Em paralelo, ele se reuniu com o presidente dos Estados Unidos, Joe Biden, e da Ucrânia, Volodymyr Zelensky (que, por sinal, não o aplaudiu no plenário), entre outros nomes de uma intensa agenda de encontros bilaterais. Tanto ao microfone quanto em salas fechadas, Lula bateu em teclas conhecidas, mas com uma retumbante diferença em relação a 2003: o mundo ao qual dirigiu suas palavras passa por rearranjo de poderes e influências no qual coadjuvantes, como o Brasil, podem ganhar relevância.
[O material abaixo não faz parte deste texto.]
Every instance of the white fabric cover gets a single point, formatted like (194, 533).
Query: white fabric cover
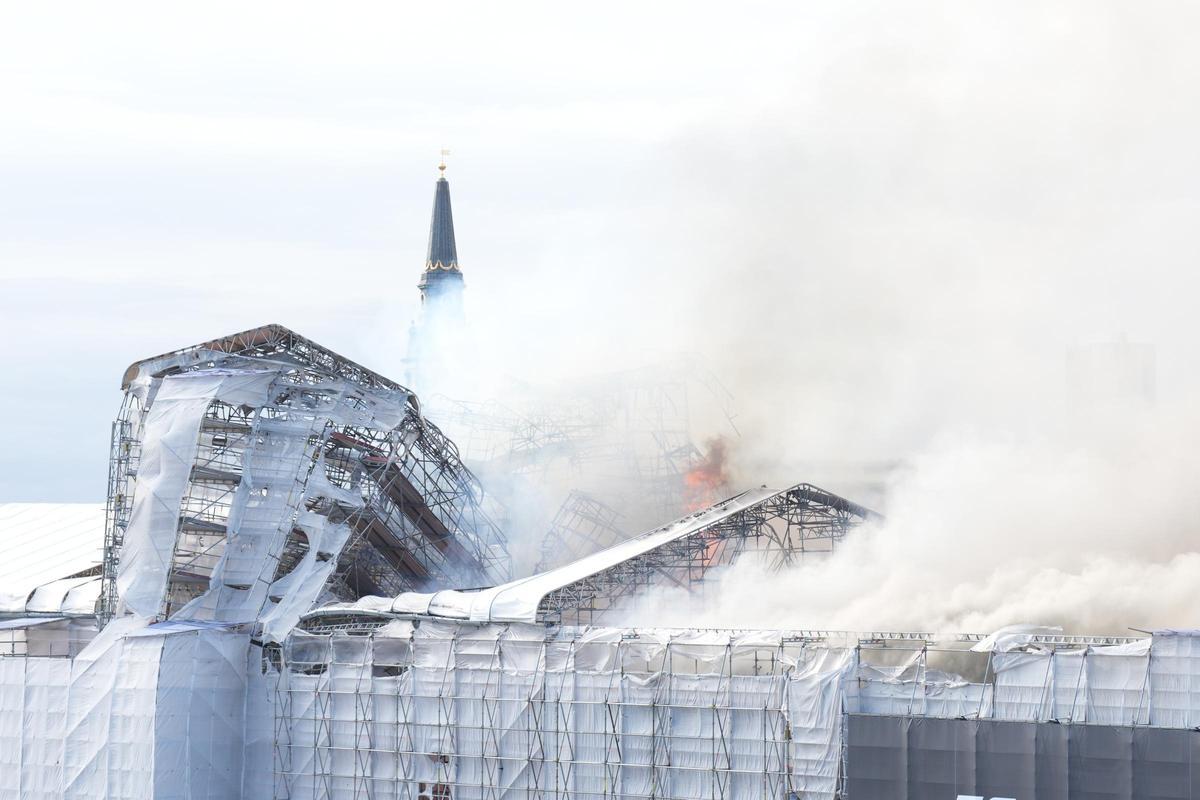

A implosão da ordem internacional tal qual ela era conhecida, com os Estados Unidos isolados na liderança desde o desmantelamento da União Soviética, em 1991, é resultado da transformação do vínculo entre as duas maiores economias do planeta. China e Estados Unidos abandonaram suas relações complementares — chineses fornecedores de produtos baratos e americanos seus ávidos consumidores — para travar uma vertiginosa competição por hegemonia. E o comércio deixou de ser a força motriz da globalização para se tornar arma no arsenal de interesses geopolíticos. “A corrida entre Estados Unidos e China afeta a economia, a cultura e a defesa, sendo ainda mais feroz nas tecnologias que mudarão nossas vidas, como inteligência artificial e computação quântica”, afirma Calder Walton, historiador da Universidade Harvard.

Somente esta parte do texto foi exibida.